Read up on some chaos magick, it seems pretty economical.

----------


## Gazeeboh

It doesn't really matter what you do or how you do it. Not even what you do it with.

All that matters is that you do it and it works. Don't fall prey to the magic consumer market. You don't need to buy wolfsbane for 29.99 (great deal by the way) in order to do some spell you got out of that really expensive grimorie you just bought of of Amazon.com.

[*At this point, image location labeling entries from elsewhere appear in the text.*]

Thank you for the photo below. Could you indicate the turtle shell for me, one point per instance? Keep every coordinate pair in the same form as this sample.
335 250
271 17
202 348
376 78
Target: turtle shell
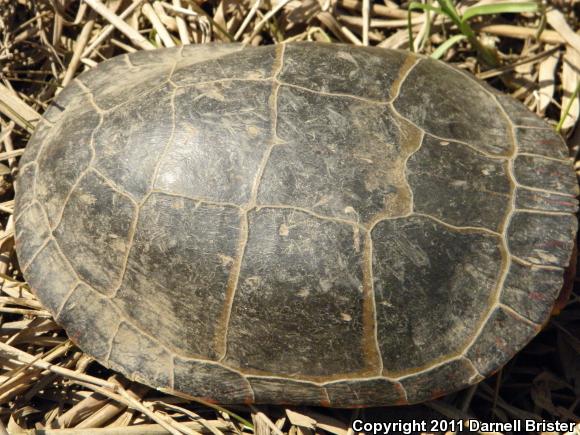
300 224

Find a system. Plug in. Do magick. Swallow your own tail.

----------


## Vastarien202

Absolutely. I use Sigils for most of my Work, and they have never yet failed me.
You can make really cool looking parchment paper and ink with instant coffee.
I made a scroll-case for mine out of a tin for mashed potatoes! You really don't need tons of expensive stuff to do Magick, but little touches DO make a difference. If you can't afford incence, try burning sugar and powdered cinnimon, or even a cheap air-freshener spray. I've even made offerings of Kool-aid and Gummi worms, and my spell worked perfectly. Basicly, don't lose heart because you don't have cash. This has always been an Art of the have-nots, not the wealthy.

----------


## Veritas_Requiem

In my honest opinion, most of the herbs, candles, etc. used in rituals are unnecessary. Magick is a frame of mind. The herbs, candles, etc. are all just tools used to help you achieve a certain state of focus and to help guide your mind down a certain course of thought. Even the Incantations are just words. This is why the majority of people try magick and see no results. They simply move through the motions and expect that... BOOM.. wish granted. All of those gestures, material objects, incantations, etc. are just a crutch to help beginners reach a certain state. The majority of it is only useful for the symbolism behind it. But if you don't have the particular perspective while performing said rite, its all for nil. Real magick can be performed with nothing but a thought...  :Wink:  (In the right state.) Its all just a road that leads to the destination.

Truth and Wisdom,
~Veritas

----------